Nevertheless, Whitton was offended by Marks' politics, knocking him to the ground and nearly stomping him to death. Many other Republicans in the mob that gathered called for lynching Whitton. Whitton was forced to hide out inside a nearby brick building, subsequently being smuggled out the back by a sheriff. Whitton was arrested and put in county jail but escaped serious punishment. Whitton felt it best at this point to leave town.
Another discovery of Dillon’s: the Board of Supervisors had only three seats between 1852 and 1874 when it transitioned to today’s five seats. But, in 1874, it had eight seats. Apparently, as the five new supervisors came in, the three already seated refused to go.
And as for William Greenwood Raney? He took office in 1910 serving less than six months having died of ptomaine poisoning after eating a bull’s head breakfast in Monticello.
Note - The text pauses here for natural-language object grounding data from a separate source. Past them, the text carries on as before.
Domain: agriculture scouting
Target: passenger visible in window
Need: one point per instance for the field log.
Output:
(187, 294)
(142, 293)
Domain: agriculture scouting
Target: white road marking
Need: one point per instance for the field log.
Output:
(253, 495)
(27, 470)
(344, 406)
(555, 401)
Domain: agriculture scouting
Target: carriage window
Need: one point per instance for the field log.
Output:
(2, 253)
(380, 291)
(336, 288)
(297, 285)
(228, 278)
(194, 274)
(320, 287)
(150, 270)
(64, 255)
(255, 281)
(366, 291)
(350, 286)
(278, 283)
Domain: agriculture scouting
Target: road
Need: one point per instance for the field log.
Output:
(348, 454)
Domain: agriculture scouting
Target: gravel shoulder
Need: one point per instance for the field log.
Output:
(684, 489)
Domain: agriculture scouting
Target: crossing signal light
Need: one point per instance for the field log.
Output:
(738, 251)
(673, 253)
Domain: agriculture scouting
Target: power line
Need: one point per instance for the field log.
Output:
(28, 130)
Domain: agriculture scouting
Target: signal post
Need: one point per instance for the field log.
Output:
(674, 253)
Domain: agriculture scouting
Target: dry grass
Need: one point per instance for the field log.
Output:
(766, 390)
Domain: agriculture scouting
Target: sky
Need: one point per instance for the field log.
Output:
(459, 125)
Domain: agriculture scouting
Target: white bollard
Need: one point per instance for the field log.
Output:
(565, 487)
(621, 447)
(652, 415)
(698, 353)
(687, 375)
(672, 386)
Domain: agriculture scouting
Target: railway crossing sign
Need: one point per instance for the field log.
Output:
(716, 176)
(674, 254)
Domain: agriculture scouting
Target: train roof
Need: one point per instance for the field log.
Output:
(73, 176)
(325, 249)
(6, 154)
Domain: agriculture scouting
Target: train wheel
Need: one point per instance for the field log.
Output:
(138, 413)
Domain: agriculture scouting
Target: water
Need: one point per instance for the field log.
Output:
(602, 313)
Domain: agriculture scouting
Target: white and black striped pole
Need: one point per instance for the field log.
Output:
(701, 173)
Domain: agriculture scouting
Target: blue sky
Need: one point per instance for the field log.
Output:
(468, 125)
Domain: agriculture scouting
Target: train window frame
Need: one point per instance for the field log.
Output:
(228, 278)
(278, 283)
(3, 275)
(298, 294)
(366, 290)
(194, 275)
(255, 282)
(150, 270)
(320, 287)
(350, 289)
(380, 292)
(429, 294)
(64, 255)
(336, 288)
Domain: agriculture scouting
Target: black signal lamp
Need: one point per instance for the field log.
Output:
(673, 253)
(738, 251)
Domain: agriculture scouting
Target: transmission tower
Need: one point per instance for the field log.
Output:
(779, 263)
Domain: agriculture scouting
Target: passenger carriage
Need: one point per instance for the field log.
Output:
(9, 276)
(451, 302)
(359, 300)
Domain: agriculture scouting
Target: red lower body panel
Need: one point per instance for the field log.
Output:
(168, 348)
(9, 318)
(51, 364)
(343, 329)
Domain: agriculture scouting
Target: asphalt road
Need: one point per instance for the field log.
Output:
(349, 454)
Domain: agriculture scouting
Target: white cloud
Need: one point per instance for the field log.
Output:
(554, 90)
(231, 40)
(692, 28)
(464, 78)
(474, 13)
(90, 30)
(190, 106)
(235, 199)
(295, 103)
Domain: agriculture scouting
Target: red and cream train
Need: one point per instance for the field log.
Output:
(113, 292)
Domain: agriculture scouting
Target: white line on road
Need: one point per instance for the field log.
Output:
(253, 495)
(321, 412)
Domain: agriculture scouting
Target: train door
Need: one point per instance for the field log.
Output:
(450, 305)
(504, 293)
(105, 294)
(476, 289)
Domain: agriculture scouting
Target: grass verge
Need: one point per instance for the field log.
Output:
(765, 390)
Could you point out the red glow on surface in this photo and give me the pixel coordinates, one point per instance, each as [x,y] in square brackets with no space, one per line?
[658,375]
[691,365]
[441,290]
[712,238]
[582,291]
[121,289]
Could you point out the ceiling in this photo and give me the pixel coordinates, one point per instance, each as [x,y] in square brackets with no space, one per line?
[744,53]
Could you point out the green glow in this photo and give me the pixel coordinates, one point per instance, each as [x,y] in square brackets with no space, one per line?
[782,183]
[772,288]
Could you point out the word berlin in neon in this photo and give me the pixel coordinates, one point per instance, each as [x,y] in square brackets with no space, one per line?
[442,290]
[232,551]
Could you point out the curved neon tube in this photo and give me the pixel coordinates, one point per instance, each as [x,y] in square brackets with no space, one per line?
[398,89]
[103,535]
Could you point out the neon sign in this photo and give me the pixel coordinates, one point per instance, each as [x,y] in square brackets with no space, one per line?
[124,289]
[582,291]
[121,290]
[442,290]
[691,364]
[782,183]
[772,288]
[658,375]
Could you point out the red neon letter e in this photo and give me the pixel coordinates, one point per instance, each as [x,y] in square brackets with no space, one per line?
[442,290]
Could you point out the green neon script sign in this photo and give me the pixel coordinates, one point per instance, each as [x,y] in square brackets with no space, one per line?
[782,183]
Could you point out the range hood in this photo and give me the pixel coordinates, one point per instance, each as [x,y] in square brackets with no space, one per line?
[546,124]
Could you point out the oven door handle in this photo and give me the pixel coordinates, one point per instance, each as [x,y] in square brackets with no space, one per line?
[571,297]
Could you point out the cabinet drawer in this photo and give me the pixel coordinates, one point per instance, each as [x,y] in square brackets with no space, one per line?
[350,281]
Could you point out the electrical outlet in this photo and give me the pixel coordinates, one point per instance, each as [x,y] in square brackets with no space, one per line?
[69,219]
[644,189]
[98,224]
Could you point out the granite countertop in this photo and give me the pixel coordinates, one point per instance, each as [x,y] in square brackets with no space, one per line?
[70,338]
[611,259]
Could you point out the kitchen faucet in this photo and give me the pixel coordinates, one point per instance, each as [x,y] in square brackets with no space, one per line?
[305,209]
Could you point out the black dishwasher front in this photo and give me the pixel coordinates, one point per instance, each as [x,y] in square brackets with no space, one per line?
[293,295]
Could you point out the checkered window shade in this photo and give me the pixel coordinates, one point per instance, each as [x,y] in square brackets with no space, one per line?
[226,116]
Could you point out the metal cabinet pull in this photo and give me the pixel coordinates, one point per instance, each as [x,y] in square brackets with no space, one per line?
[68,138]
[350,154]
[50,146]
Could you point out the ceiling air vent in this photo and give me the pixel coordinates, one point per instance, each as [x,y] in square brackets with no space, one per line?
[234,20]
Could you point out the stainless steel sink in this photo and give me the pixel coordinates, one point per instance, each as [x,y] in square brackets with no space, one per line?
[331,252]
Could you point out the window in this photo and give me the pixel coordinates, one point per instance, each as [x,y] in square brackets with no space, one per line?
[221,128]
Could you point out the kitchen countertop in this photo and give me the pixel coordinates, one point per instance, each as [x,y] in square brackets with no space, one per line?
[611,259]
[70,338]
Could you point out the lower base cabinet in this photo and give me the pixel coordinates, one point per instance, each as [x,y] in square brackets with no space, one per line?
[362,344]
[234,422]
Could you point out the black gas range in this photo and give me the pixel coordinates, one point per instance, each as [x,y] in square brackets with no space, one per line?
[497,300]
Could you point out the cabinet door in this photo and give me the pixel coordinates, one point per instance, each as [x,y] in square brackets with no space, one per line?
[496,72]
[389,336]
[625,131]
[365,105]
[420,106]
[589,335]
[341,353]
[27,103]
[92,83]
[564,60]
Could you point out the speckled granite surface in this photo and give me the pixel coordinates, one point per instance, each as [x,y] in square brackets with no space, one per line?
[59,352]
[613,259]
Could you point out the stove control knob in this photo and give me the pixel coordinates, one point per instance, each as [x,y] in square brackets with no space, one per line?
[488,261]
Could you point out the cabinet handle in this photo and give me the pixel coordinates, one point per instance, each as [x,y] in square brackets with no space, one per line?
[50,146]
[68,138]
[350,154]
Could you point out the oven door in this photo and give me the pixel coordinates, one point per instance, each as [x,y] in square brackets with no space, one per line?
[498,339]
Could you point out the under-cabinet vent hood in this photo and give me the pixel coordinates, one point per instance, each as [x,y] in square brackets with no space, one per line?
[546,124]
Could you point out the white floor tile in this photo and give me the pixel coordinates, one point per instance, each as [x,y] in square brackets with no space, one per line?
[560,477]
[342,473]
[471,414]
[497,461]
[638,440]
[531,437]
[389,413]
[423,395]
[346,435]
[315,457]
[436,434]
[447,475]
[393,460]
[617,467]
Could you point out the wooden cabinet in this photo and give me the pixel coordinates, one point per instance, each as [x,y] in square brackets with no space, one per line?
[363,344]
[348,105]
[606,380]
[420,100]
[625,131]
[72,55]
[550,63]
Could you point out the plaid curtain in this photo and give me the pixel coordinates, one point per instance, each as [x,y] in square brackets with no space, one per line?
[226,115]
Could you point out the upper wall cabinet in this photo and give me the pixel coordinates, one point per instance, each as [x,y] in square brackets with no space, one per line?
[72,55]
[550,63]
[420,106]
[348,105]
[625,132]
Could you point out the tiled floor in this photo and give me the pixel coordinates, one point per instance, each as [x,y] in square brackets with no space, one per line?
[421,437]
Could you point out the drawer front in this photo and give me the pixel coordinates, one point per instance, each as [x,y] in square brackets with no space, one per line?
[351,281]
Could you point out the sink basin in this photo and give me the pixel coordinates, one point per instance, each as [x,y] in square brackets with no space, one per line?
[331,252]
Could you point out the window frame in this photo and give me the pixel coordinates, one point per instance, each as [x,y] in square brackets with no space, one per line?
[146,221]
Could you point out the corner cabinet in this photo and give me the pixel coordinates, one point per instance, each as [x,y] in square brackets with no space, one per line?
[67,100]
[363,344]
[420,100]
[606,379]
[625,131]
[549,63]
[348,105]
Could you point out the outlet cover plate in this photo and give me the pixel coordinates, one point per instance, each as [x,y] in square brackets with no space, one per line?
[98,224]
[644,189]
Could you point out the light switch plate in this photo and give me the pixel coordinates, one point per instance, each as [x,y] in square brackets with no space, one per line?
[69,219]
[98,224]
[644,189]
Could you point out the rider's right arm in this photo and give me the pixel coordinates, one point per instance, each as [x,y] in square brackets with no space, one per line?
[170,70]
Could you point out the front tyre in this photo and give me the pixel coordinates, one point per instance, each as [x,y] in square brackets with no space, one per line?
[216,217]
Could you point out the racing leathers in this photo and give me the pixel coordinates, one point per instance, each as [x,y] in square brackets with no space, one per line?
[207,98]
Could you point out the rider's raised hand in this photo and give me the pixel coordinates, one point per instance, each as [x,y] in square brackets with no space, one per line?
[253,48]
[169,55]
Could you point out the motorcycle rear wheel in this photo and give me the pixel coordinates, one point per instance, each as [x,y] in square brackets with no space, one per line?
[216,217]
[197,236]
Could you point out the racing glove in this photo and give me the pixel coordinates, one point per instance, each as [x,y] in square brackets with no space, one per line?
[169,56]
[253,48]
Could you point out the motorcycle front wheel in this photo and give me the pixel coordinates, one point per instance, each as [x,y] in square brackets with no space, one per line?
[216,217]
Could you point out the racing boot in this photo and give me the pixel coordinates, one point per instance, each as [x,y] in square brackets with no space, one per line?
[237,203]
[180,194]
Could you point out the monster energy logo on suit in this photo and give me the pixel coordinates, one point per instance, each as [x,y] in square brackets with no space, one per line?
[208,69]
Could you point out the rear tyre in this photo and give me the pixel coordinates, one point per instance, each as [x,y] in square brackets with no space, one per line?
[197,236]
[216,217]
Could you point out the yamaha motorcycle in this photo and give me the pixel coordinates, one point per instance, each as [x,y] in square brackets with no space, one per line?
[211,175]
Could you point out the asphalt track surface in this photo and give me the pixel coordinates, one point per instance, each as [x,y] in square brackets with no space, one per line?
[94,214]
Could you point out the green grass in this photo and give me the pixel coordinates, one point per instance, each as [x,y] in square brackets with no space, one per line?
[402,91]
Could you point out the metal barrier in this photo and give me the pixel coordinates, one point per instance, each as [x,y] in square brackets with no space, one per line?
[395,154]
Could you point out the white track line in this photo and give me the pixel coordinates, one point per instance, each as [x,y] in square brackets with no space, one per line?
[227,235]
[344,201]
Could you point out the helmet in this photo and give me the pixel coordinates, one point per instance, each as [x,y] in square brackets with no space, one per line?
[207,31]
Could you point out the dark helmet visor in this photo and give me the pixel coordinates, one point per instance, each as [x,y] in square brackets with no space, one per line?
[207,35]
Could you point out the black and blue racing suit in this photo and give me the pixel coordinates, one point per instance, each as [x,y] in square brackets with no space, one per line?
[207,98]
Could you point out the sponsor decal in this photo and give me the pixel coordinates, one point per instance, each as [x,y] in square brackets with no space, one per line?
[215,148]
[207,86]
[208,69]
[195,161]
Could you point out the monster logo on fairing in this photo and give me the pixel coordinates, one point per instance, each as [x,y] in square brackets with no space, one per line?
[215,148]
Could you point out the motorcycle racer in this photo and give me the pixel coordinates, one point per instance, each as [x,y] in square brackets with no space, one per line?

Dillon’s personal history runs deep through the Napa Valley, being the fifth generation of her family to live in Napa County. Conn Valley and Conn Dam should be familiar. Dillon is descended from these early valley settlers: John Conn who arrived in the 1840s and helped Dr. Bale build his grist mill, and Connelly Conn who followed in 1852. Dillon grew up hearing stories about her grandmother’s trips to St. Helena by horse and buggy over the Pope Street Bridge, and over Mt. St. Helena to visit family in Lake County and at the quicksilver mines. Dillon’s understanding of the importance of local history and preservation organizations is not surprising.
After graduating Napa High School, Diane earned a B.A. degree with honors from UC Santa Barbara, a master's degree in library and information science from UCLA with a specialization in law librarianship, and a J.D. from UC Davis where she was a member of law review.
As for her visit to the Sharpsteen Jan. 24, she said, “I hope to focus on the supervisors that were from the Calistoga area. It’s convenient that there is (at least) one for each of the first four decades when the Board of Supes as an entity was being shaped to look pretty much as it does today.”
They are Leonard Lillie (1856), Joseph Mecklenberg (1865), Andrew Safley (1874), William Lyman (1883) and Samuel Collins (1885).
While Kathy Bazzoli, who sits on Sharpsteen's Board of Directors, is hoping that past county supervisors from Calistoga didn’t try to stomp anyone to death or die from ptomaine poisoning, she believes the stories will be just as interesting. There will be time for questions so be ready!
Scheduled to begin at 5:30 p.m., Dillon will share some of these little-known stories discovered during her research project. Please join Sharpsteen Museum Tuesday, Jan. 24. Seating is limited, so please be prompt. Coffee and sweets will be provided.
For more information on this lecture series and future events sponsored by the Napa County Historical Society, please visit their website at http://www.napahistory.org
About Sharpsteen Museum:
The Sharpsteen Museum's permanent exhibits are designed to present the history of the upper Napa Valley from its pre-history to post-World War I with an emphasis on people and changes brought by the period of U.S. emigration and development.
In addition to its many historical exhibits, the museum uses unique and extraordinarily extensive dioramas to depict Calistoga during its period as the elegant 1860s Hot Springs resort developed by pioneer, promoter, publisher, entrepreneur, and California's first millionaire, Sam Brannan. Sharpsteen Museum has special exhibits which change twice a year, every six months, and reflect the varied interests of the people of the Valley. They have ranged from antique silverware to model ships to historical musical instruments.